The CSU needs to improve voter turnout and overall student involvement. Whether it be by getting more staff directly involved or by having more advertising both online and on campus. It is tough though, most people hurriedly brush by the booths and cork boards in order to get to class on time. And with emails, most of the time the Outlook app (the service that the campus email is based on) puts most of the CSU’s emails regarding events into the other section, lowering the odds that students will look at them immediately.

The burden shouldn’t entirely fall onto the CSU. Most students either aren’t aware or they simply don’t have time to worry about what’s going on at school. From balancing rent, to finishing that final paper that’s due in a few days, what’s going at on campus is probably a little blip in the grand scheme of things.

So how does one improve voter turnout anyways?

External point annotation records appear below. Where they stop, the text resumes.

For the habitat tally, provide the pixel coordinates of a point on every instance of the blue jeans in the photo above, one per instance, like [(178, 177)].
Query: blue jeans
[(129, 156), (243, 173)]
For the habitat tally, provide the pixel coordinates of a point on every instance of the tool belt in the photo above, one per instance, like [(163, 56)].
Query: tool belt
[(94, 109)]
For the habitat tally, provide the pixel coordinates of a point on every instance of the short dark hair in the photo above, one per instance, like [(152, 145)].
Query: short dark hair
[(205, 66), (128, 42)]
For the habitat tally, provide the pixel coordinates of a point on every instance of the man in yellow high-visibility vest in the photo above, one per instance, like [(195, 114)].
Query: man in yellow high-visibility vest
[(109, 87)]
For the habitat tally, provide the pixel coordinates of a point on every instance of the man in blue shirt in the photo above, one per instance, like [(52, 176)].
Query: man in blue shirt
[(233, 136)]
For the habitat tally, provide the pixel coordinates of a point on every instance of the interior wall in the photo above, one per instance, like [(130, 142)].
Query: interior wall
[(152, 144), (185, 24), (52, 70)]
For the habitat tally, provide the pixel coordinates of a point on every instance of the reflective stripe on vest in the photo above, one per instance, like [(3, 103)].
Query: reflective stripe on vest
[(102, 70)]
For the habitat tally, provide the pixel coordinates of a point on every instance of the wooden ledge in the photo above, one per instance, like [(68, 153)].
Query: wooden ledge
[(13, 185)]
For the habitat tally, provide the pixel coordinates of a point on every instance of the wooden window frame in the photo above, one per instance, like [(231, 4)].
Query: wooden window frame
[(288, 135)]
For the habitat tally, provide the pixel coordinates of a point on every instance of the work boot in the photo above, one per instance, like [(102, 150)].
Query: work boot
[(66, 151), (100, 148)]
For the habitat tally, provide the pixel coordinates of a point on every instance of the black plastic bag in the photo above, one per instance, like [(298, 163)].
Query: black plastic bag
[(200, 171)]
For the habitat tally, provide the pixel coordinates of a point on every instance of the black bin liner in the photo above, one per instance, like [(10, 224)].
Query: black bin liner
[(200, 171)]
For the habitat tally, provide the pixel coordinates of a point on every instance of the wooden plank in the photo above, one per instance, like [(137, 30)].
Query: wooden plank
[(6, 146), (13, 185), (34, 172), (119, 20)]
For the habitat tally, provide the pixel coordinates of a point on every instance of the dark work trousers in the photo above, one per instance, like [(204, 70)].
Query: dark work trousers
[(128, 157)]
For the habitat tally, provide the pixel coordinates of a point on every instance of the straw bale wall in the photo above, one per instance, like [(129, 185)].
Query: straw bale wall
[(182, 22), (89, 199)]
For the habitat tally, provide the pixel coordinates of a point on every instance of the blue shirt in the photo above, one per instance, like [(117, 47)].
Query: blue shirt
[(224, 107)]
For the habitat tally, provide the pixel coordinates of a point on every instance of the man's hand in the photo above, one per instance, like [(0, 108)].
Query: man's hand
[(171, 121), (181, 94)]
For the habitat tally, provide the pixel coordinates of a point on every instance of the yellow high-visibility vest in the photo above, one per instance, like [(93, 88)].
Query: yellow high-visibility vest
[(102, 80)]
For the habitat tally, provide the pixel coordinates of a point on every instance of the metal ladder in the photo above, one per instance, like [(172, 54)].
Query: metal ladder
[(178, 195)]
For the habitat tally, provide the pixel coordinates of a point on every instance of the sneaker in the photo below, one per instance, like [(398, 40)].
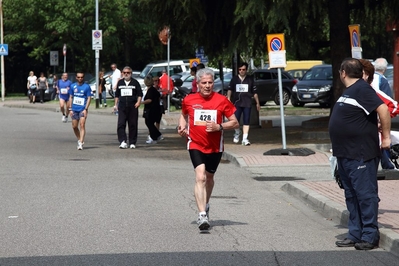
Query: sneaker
[(123, 145), (80, 145), (364, 245), (151, 141), (237, 137), (245, 142), (203, 223), (345, 243)]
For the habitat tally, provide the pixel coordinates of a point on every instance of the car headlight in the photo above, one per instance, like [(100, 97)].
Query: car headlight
[(325, 88)]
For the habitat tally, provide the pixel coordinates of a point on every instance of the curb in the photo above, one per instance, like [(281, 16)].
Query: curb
[(389, 240)]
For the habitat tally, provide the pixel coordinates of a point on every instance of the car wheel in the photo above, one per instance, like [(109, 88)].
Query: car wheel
[(286, 97), (296, 103), (324, 105), (111, 92)]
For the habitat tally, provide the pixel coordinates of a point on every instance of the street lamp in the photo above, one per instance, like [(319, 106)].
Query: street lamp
[(3, 87)]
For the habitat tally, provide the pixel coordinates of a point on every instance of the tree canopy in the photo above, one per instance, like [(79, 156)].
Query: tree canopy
[(313, 30)]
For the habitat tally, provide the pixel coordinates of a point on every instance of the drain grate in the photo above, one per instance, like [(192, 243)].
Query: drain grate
[(290, 152), (277, 178)]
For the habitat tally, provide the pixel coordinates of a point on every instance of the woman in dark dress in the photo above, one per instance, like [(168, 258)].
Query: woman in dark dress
[(151, 110)]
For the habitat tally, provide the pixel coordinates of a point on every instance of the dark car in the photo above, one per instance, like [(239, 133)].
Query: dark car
[(217, 85), (266, 81), (314, 87)]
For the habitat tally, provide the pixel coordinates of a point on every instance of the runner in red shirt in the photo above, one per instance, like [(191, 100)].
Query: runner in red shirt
[(202, 123)]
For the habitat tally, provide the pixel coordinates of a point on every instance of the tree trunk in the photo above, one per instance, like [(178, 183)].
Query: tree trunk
[(338, 14)]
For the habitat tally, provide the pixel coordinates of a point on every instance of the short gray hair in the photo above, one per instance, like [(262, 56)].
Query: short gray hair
[(205, 72), (380, 64)]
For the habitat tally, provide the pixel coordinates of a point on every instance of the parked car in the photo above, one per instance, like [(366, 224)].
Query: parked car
[(185, 78), (72, 77), (266, 81), (297, 73), (314, 87), (156, 68), (217, 86)]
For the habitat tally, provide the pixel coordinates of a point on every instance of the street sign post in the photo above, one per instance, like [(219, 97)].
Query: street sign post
[(194, 62), (354, 32), (277, 59), (3, 49), (64, 53), (97, 39), (53, 58)]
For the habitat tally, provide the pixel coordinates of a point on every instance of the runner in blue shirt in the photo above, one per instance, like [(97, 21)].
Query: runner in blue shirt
[(79, 102), (63, 86)]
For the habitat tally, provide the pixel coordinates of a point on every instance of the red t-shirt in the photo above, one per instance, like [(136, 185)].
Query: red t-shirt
[(200, 109), (194, 85), (163, 83)]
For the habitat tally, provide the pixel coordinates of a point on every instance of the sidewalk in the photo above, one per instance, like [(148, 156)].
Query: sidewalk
[(324, 196)]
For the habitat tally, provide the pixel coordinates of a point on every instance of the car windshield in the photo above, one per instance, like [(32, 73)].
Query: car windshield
[(145, 71), (389, 73), (318, 74)]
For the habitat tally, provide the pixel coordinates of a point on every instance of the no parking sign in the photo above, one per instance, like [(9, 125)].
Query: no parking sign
[(276, 49), (354, 33)]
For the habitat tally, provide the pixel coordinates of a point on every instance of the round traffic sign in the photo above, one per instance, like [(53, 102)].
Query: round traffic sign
[(276, 44), (97, 34)]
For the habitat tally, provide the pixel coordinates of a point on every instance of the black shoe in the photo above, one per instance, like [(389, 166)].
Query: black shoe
[(345, 243), (364, 245)]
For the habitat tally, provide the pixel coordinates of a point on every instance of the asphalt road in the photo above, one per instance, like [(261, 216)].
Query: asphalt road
[(106, 206)]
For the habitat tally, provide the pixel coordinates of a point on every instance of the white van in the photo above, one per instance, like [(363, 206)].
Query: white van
[(156, 68)]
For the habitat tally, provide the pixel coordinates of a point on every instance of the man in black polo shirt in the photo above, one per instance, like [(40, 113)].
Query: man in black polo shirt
[(354, 136), (128, 96)]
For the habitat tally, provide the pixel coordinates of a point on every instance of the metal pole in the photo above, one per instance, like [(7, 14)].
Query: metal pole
[(3, 83), (168, 70), (97, 57), (280, 91)]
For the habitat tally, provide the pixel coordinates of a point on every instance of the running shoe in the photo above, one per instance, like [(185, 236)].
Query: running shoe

It’s not just a problem for the student’s union but for many countries too (Except North Korea, where “turnout five years ago was 99.97 per cent, with only those who were out of the country or “working in oceans” at the time not taking part.”). For one, you could make it mandatory as seen in North Korea (hence the very high turnout rate) or by placing fines on those who don’t vote. Alternatively, you could incentivize voting through “campaigns that address how to vote, advertising campaigns that focus on why it’s important and grassroots movements that home in on a particular demographic, such as youth or specific nationalities.

Should getting students more involved be priority? Absolutely. Without getting more students involved, it becomes harder for the CSU to gain any leverage in supporting student demands. Therefore, in order to get the most that we can from the CSU, we need to cooperate and care about our school by participating in and around campus more often.